Wednesday, June 8, 2016

#51: The King’s Peace (1637 – 1641); Volume 1 of The Great Rebellion, by C.V. Wedgewood

We Americans can’t get enough of our Civil War. There’s even a Civil War book club: you can read entire books about a single general, entire books about a single battle, and even entire books about a single general at a single battle. The English also had a Civil War, but I could not name you a single battle or a single general. I’m not even sure they had generals. What they had was roundheads and cavaliers.

I’d read C.V. Wedgwood’s history of The Thirty Years War a few years ago. If she was able to wrestle a coherent narrative out of that colossal mess, I was pretty confident that she could make the English Civil War interesting. She covers the war in three volumes: The King’s Peace, The King’s War, and A Coffin for King Charles.

Though the period described in this first volume was largely peaceful in a literal sense, it was not a happy time for King Charles I, nor for his kingdom. It was a time of political infighting, factions searching for ways to deceive and outmaneuver each other. It was much like our own time in this regard, and it is good to be reminded that unchecked rancorous partisanship can actually destroy a nation.

It’s interesting to consider that religious wars are often wars between different factions within a larger religious tradition, rather than wars between completely different religions. Think Shites vs. Sunnis, or Catholics vs. Protestants in 20th century Ireland. And yet it’s never *just* religion—the greatest enmities seem to blend religion with other grievances. In the case of 17th century England, Charles I certainly had Catholic sympathies—his wife was a Catholic princess from France.

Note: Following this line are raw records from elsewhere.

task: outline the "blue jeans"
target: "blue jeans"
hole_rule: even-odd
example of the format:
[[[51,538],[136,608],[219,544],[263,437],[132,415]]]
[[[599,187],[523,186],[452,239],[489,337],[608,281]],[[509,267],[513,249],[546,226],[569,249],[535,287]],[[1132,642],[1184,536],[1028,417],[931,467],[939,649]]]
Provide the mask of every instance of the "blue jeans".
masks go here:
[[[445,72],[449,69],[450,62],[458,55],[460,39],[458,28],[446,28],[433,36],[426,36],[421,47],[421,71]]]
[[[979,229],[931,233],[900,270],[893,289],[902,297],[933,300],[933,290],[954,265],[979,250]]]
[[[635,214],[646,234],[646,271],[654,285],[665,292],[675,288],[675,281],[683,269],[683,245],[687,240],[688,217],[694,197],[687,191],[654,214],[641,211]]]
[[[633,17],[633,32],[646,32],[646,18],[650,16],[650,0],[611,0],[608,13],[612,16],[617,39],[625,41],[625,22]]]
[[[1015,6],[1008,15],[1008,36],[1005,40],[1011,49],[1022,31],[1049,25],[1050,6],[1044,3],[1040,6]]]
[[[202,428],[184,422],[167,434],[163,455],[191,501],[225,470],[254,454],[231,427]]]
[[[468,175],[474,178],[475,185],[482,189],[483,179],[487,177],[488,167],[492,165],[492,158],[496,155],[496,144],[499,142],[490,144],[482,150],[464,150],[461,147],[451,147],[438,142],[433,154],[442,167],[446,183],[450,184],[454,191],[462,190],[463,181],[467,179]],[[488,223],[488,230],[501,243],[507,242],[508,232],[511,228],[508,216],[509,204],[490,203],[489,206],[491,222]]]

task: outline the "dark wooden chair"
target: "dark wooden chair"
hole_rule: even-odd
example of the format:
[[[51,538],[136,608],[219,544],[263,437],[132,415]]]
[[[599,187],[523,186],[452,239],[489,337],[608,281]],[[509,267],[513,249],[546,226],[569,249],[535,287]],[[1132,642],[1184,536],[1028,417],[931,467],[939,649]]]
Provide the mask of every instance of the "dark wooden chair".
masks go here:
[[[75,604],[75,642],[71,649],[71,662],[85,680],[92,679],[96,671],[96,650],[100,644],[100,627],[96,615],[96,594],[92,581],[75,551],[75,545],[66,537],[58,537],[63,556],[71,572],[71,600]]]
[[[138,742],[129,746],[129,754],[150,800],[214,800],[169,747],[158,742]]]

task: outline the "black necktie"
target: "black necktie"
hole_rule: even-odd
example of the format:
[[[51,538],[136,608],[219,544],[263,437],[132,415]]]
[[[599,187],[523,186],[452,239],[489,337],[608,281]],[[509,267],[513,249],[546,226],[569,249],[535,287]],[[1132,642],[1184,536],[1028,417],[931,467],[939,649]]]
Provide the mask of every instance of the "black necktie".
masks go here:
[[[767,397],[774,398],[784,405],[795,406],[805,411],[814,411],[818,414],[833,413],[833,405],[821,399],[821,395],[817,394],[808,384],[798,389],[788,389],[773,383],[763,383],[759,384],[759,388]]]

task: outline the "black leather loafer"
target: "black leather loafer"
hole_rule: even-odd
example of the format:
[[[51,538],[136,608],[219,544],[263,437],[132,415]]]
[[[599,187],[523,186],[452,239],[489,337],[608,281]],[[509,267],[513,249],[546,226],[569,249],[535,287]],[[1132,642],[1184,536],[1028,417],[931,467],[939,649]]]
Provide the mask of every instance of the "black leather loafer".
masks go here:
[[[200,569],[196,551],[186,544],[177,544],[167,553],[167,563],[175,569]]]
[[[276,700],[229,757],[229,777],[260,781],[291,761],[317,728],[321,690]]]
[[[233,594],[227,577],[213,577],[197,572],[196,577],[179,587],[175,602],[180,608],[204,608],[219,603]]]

But he was also rather mediaeval in his world view and seemed to view efforts to resist his attempt to enforce doctrinal purity and higher taxes as though they were the pranks of disobedient children. He also tended to bluff and overplay his hand, and in The King’s Peace he seems to botch just about every important confrontation or negotiation. It’s almost funny at times, and if we have any sympathy for him, it’s because of his complete ineptitude.

Opposing the king were devout and no-nonsense protestants. Disputes could be about substantial issues, but they could also be about matters such as the placement of altars during church services. The protestants didn’t like mysticism and they didn’t like being told how to worship. This kind of plainspoken self-sufficiency seems noble in a certain light, but knowing how this tradition has evolved over the centuries into the hermetic intolerant sects of the American South dilutes our sympathy somewhat. In fact, it is rather hard to find anyone to “root for” in this book.

The king’s nemesis is one John Pym, an unassuming bureaucrat but also a master tactician, who bests the king again and again during the so-called Long Parliament of 1640. By the end of the book we feel as though we are watching a chess match in which one the players has already lost a significant number of key pieces. The game may drag on for a while, but already the outcome is foregone. It will be interesting to find out how Charles manages to hang onto his head for another 500 pages or so.